What is the Difference Between Dependence and Addiction?
To understand the difference between gabapentin dependence and gabapentin addiction, you need to separate them into two categories: physiological and behavioral.
Gabapentin dependence is largely physiological. When you’re dependent on gabapentin, your body has adjusted to the presence of this drug and needs it in order to function optimally. When you suddenly stop taking it, you will experience gabapentin withdrawal symptoms, which are unpleasant and distressing. Dependence can occur in someone who is taking this medication exactly as directed.
Gabapentin addiction is a pattern of behaviors. It’s about compulsion—an inability to change your drug-seeking behavior even though it causes harm to yourself or negative consequences.
Find the Best Rehab for Gabapentin Addiction
If you or someone you know is addicted to gabapentin, rehab can help. The right program will provide the personalized treatment you need for not only gabapentin addiction but also safe withdrawal and recovery.
Two options exist for gabapentin addiction treatment: inpatient and outpatient.
Inpatient rehab involves checking into a specialized facility for around-the-clock treatment.
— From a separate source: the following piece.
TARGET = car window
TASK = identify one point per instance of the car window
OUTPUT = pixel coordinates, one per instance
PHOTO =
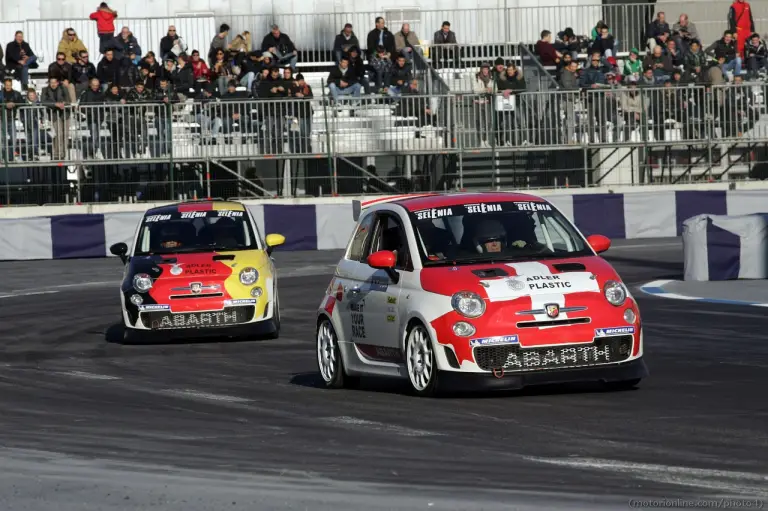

Here you’ll receive thorough medical care as well as therapies and routines to help you break your gabapentin addiction and prepare you for a sober life. This is the best choice for you if your gabapentin addiction is severe.
Outpatient rehab will allow you to receive treatment for addiction while remaining in your current situation at home, work, or school. You’ll regularly visit a treatment center for a set amount of time until your program ends. Often, this means an hour-long visit daily, with one longer session per week for group sessions or additional therapies. This is a good choice if you don’t need the intensive intervention that inpatient rehab provides and if you’re still able to balance life while getting the help you need.